So my forties were rough. Terribly, terribly rough. And I learned what it is to lose, I learned all the colors of loss.

Seven years later, my life is pretty much rebuilt. I don't want to elaborate about how much I have, how rich I am in so many ways. And I don't want to speak of what I went through to regain equilibrium. I don't want to tempt fate, attract the attention of the gods; I want to travel below the radar. And, please, please don't let me do anything to cause me to lose the way I have lost before.

This is my current neurotic struggle. I am unreasonably afraid of losing my love, my livelihood, my beautiful things, my dog, my home. Anything that matters to me is at risk.

I'm pretty sure there are others afflicted by fear of loss. I know my mother was like this, having had a tough, Depression-era childhood marked by more sadness than I'll ever know. But now I know something about the nature of her fear; I share it.

Most of the time, I can hide it. It usually manifests most when I am excessively tired, too stressed, unable to sleep. Then it slams me.

Somehow I have to buy distance on this. I have to understand, at this stage of life, that the biggest loss of all, after all, is just around the corner. And that it might not be loss at all.

Everything I love, everything we are and have, is evolving, transient illusion. Soon enough, it will all be gone, with or without my attempts to shield, hoard, protect, forestall.
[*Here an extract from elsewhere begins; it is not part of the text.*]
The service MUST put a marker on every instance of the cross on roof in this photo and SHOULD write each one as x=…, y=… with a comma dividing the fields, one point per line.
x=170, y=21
I need to acknowledge this with grace. And understand the grace of it. And stop fighting. And be able to sleep.

4 Comments:

Blogger WinterWheat said...

Touching, poignant description of samsara... not much else to say except I feel sad to know how much you've suffered, and hope you find peace. {{{{{{{M}}}}}}}

7:19 AM

 
Blogger Logophile said...

Just the other day, when my seven year old (Thing Two) was feeling ill and was napping against me on the couch I noticed again with fresh eyes how fragile we humans are.
That fear of loss is not present with me often, but there are times when it approached and niggles at my consciousness and I try to remember that, lest I take too much for granted the blessings I enjoy.

10:46 PM

 
Blogger Parisjasmal said...

Wow. Great post!
I have a huge fear of loss too. I think I fear losing control of my life. Fear that any peace or happiness I have is not really earned and that next time I turn around it will all be gone. I never feel that I deserve good things, that anything worthwhile I do is really no big deal. I downplay every achievement I have. I rarely tell anyone when something wonderful happens to me.
This affects me in every aspect of my life. I sometimes isloate, I have a hard time sleeping, I cannot deal with conflict very well- ETC.
I am sorry you had to deal with so much loss, and I am happy you are feeling whole again.
Thanks for such a thought provoking post.

6:14 AM

 
Blogger Doug said...

I bet the buddhists have a term for this, too. The thing is, I know you nurture what you have. Tending to what's temporary is glorious.